In der Lombardei glänzten Fremdlinge wie Ratherius von Verona, ein umherschweifender Lütticher, der seine Bildung der Klosterschule von Laubes verdankte, oder Langobarden wie Atto von Vercelli, wie der Panegyrist Berengars und wie Liutprand von Cremona. Sie alle zeigen eine pedantische Schulgelehrsamkeit, und ihre Prosa wie Poesie ist mit Fragmenten aus den Klassikern geschmückt, die sich darin völlig so ausnehmen wie die Reste von antiken Friesen und Säulen, welche man in Kirchen und Paläste des Mittelalters einfügte.
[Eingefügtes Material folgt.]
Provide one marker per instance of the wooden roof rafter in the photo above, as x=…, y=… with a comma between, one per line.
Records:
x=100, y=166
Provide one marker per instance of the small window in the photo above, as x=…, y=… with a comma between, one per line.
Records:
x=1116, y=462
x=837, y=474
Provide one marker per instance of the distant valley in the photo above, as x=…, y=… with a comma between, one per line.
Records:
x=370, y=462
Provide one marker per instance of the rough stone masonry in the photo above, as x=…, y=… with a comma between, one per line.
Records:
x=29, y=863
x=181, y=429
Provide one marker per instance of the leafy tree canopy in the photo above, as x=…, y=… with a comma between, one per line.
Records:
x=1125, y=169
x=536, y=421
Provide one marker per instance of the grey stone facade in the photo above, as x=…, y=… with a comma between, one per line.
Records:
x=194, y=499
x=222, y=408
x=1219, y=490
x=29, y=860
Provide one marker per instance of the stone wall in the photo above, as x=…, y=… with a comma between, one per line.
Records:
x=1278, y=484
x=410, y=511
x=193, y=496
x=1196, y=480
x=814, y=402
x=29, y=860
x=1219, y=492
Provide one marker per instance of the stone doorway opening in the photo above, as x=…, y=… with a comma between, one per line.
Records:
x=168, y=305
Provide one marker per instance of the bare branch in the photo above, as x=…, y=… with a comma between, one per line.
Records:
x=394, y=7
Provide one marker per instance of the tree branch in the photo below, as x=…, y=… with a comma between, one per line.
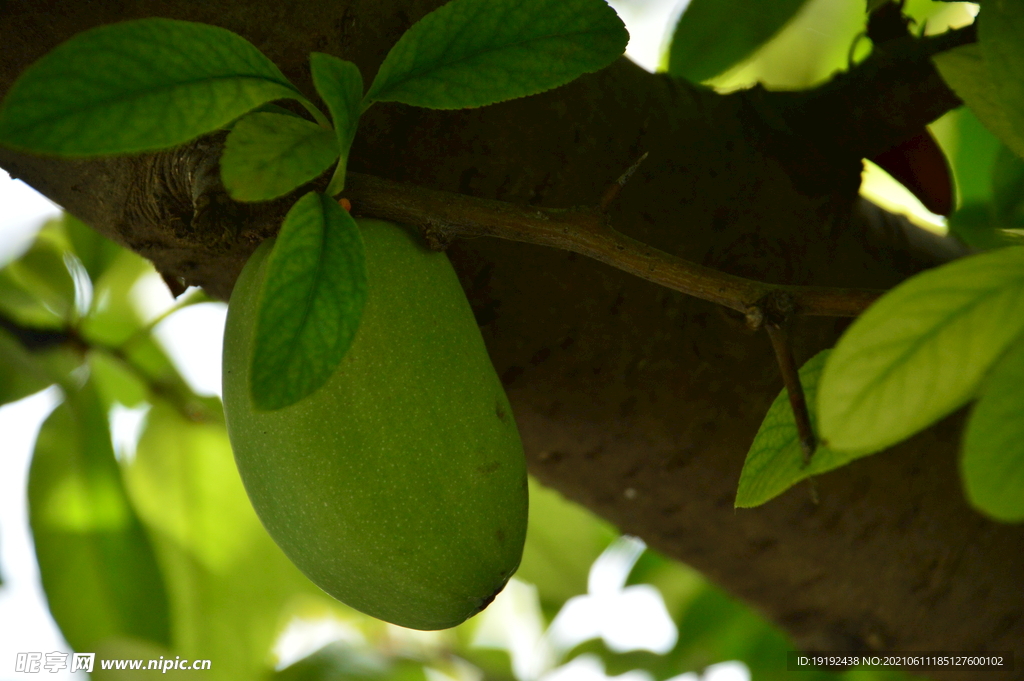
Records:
x=443, y=216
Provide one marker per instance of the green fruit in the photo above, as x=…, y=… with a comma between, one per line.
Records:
x=399, y=486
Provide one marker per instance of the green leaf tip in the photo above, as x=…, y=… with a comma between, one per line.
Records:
x=310, y=302
x=992, y=460
x=340, y=84
x=137, y=86
x=714, y=35
x=268, y=155
x=477, y=52
x=775, y=461
x=921, y=351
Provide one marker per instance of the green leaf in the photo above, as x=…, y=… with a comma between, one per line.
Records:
x=978, y=227
x=95, y=251
x=96, y=564
x=268, y=155
x=477, y=52
x=921, y=350
x=992, y=464
x=713, y=35
x=340, y=83
x=19, y=374
x=135, y=86
x=37, y=290
x=310, y=304
x=562, y=542
x=230, y=585
x=967, y=72
x=974, y=158
x=775, y=462
x=1000, y=36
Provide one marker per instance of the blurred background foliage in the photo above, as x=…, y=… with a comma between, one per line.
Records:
x=147, y=546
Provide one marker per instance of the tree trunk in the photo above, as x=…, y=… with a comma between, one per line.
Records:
x=634, y=400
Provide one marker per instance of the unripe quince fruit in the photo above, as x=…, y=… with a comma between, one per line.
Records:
x=399, y=486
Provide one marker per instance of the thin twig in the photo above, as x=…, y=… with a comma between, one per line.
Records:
x=443, y=216
x=612, y=192
x=778, y=313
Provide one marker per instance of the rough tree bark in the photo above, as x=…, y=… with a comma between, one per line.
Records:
x=634, y=400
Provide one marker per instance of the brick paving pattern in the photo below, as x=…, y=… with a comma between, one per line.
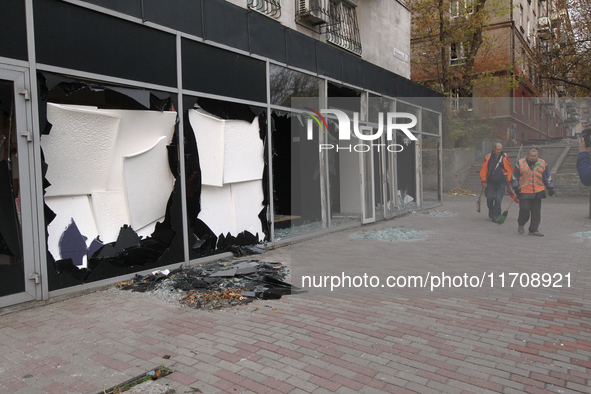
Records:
x=521, y=341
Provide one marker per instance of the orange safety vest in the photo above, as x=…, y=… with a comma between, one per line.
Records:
x=531, y=180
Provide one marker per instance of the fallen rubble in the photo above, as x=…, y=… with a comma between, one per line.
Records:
x=219, y=284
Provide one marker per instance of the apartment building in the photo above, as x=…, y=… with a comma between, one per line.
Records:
x=516, y=33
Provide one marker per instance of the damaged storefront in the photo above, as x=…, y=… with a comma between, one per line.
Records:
x=135, y=139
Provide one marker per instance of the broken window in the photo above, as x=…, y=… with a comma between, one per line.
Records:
x=226, y=175
x=343, y=28
x=430, y=170
x=456, y=54
x=286, y=83
x=113, y=203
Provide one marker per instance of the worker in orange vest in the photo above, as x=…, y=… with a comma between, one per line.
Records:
x=495, y=174
x=531, y=177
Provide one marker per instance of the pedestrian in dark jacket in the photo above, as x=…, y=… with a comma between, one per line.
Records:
x=531, y=177
x=495, y=174
x=584, y=162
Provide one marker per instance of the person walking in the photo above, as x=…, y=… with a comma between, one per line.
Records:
x=584, y=161
x=495, y=174
x=531, y=177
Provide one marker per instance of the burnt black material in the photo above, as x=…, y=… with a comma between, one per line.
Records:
x=227, y=110
x=230, y=283
x=74, y=37
x=13, y=30
x=72, y=244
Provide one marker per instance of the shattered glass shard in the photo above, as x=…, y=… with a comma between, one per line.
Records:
x=72, y=244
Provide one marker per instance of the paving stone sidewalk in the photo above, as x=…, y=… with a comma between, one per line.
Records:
x=531, y=340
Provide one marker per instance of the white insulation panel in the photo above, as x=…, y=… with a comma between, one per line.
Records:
x=138, y=131
x=148, y=184
x=209, y=134
x=78, y=150
x=243, y=151
x=67, y=208
x=110, y=209
x=217, y=209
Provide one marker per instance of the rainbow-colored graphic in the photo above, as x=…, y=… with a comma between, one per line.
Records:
x=315, y=115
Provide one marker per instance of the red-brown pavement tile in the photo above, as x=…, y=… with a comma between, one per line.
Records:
x=182, y=378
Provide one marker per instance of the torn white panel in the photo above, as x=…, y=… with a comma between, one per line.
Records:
x=217, y=209
x=66, y=209
x=147, y=231
x=147, y=183
x=247, y=198
x=209, y=134
x=243, y=151
x=110, y=209
x=78, y=149
x=138, y=131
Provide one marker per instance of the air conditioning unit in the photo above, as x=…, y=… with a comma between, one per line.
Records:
x=544, y=28
x=313, y=12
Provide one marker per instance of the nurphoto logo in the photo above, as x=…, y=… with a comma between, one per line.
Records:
x=363, y=133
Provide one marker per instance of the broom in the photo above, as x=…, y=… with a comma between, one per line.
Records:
x=478, y=202
x=502, y=218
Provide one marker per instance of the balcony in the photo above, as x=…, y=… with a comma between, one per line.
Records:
x=271, y=8
x=313, y=12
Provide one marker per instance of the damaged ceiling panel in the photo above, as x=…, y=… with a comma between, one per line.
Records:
x=110, y=210
x=79, y=150
x=243, y=151
x=209, y=134
x=147, y=174
x=217, y=209
x=107, y=169
x=138, y=131
x=231, y=157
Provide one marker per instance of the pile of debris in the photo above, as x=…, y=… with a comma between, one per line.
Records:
x=434, y=213
x=458, y=191
x=391, y=234
x=218, y=284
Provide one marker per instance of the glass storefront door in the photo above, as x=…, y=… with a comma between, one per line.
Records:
x=19, y=281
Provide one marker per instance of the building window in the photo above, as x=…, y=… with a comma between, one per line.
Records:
x=460, y=103
x=456, y=54
x=461, y=7
x=343, y=28
x=270, y=8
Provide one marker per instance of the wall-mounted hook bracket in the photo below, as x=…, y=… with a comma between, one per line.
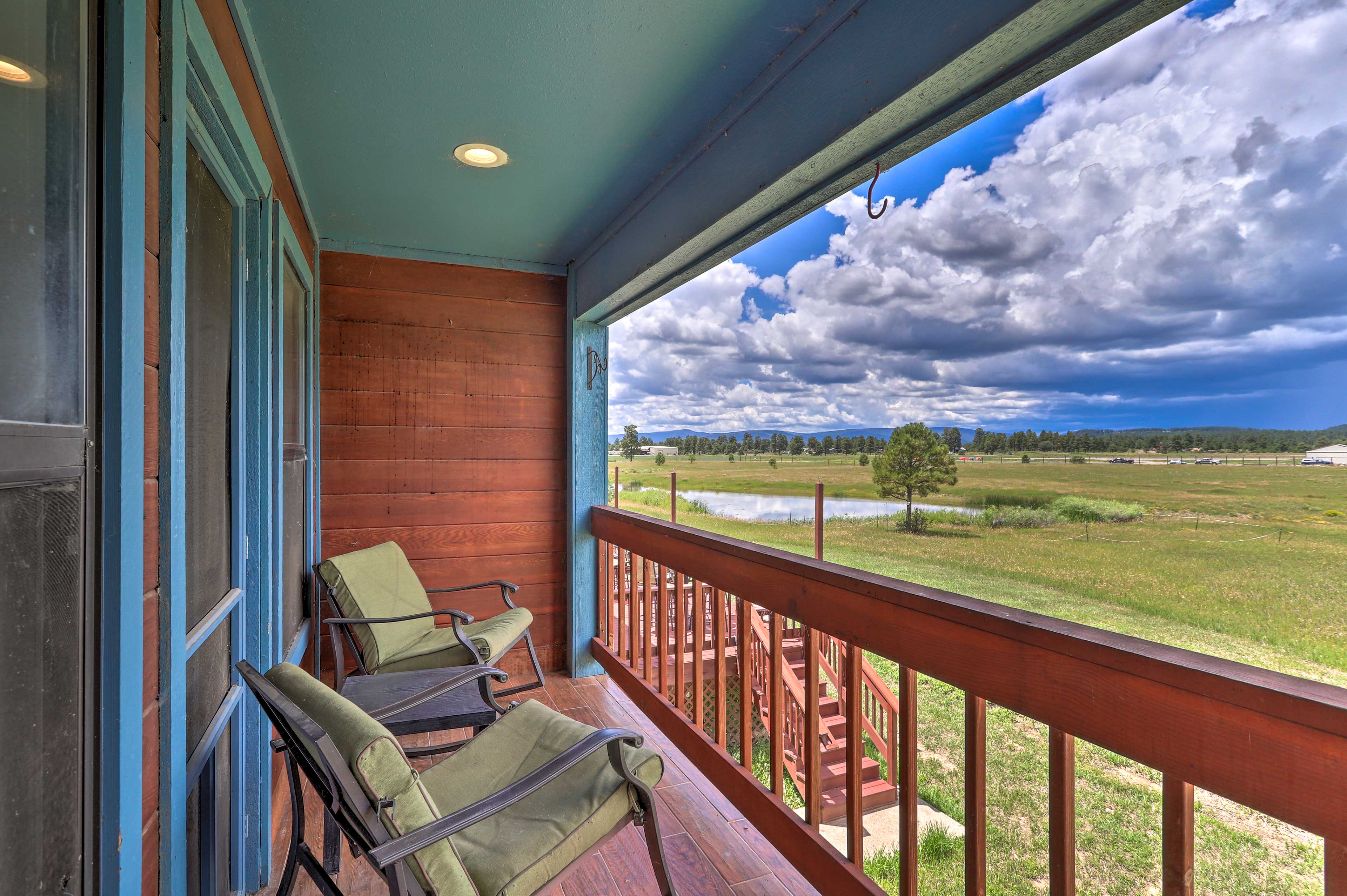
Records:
x=869, y=197
x=595, y=364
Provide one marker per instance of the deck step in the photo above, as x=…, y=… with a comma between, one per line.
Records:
x=873, y=795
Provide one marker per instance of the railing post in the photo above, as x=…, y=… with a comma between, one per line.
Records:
x=907, y=782
x=648, y=617
x=775, y=688
x=855, y=754
x=974, y=795
x=698, y=644
x=718, y=674
x=681, y=638
x=744, y=651
x=1177, y=827
x=1062, y=813
x=813, y=758
x=662, y=619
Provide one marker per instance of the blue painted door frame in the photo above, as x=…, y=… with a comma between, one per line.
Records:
x=118, y=867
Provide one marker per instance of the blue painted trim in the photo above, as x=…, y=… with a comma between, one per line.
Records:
x=587, y=475
x=444, y=258
x=122, y=511
x=297, y=650
x=173, y=452
x=210, y=622
x=269, y=101
x=200, y=107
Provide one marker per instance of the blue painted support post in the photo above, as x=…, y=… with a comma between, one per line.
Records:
x=123, y=437
x=173, y=450
x=587, y=475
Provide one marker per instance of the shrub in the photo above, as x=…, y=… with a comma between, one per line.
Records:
x=917, y=524
x=1018, y=518
x=1094, y=510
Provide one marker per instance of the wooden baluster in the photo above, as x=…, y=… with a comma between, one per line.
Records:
x=698, y=623
x=718, y=646
x=1062, y=813
x=634, y=615
x=681, y=638
x=907, y=781
x=974, y=795
x=811, y=747
x=744, y=651
x=1335, y=868
x=855, y=754
x=775, y=686
x=648, y=622
x=1177, y=825
x=662, y=620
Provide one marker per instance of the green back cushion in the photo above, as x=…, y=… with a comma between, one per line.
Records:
x=379, y=764
x=379, y=583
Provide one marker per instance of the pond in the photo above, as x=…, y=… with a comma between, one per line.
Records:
x=789, y=507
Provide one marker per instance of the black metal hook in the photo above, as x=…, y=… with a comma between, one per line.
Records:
x=869, y=197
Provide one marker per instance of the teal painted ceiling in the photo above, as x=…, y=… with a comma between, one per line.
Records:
x=590, y=100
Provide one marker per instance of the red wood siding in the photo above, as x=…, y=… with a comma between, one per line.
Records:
x=444, y=415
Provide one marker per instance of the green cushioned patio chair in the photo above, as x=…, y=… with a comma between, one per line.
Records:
x=504, y=816
x=383, y=614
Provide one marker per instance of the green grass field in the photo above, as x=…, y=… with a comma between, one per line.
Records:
x=1273, y=604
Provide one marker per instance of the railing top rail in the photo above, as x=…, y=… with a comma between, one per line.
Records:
x=1288, y=697
x=1268, y=740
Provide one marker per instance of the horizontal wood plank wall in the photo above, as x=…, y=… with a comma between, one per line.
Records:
x=444, y=417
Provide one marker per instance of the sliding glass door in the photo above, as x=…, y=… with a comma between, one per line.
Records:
x=46, y=439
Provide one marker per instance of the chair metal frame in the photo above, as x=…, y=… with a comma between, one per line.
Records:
x=359, y=820
x=457, y=619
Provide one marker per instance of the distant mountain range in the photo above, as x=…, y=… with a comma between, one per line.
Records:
x=1333, y=433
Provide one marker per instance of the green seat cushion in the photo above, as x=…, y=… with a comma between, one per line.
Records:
x=374, y=584
x=440, y=649
x=380, y=767
x=519, y=849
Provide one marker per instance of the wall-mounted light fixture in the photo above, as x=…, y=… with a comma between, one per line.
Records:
x=481, y=155
x=18, y=75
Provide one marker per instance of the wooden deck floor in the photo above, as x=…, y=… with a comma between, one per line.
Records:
x=712, y=849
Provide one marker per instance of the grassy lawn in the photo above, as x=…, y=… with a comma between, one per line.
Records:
x=1278, y=606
Denselben Charakter entdeckten wir schon in Johann Diaconus, dem Lebensbeschreiber Gregors, und finden wir auch in einigen römischen Schriftstellern des X. Jahrhunderts. Das gleiche Wesen ist bei Otto III. sichtbar, welcher Fragmente des Römerreichs, Titel, Gewänder, Ideen in seinen mittelalterlichen Staat begierig aufnahm, wo sie als völlig klassische Flickwerke erscheinen. Das Gewand, welches jene Zeit trug, war ein roher Stoff, den einige antike Borten und Figuren verzierten. Die Sucht, ein barbarisches Zeitalter mit solchen Erinnerungen zu adeln, war allgemein. Seit Karl zitierte man mit Leidenschaft Phrasen aus Virgil oder Statius, und die Kunst, Verse zu machen, war zur Zeit des Lobredners Berengars so gewöhnlich, daß er im Eingange seines Poems sich entschuldigt, es zu schreiben, da doch niemand jetzt nach Gedichten frage, denn selbst auf dem Lande mache man Verse, so gut wie in den Städten. In Rom indes wurden nur Leichensteine, Kirchentüren oder Tribunen nach wie vor mit Distichen bedeckt; wir fanden darunter entsetzlich barbarische und wenige erträgliche, wie namentlich die Grabschriften sind, die sich auf die Crescentier beziehen. Das Bestreben nach blumenreicher Fülle ist darin überall sichtbar, und der Gedankengehalt schwer und mystisch dunkel wie die Zeit. Die Verfasser solcher Verse waren damals wahrscheinlich eher Laien oder Grammatiker als Geistliche.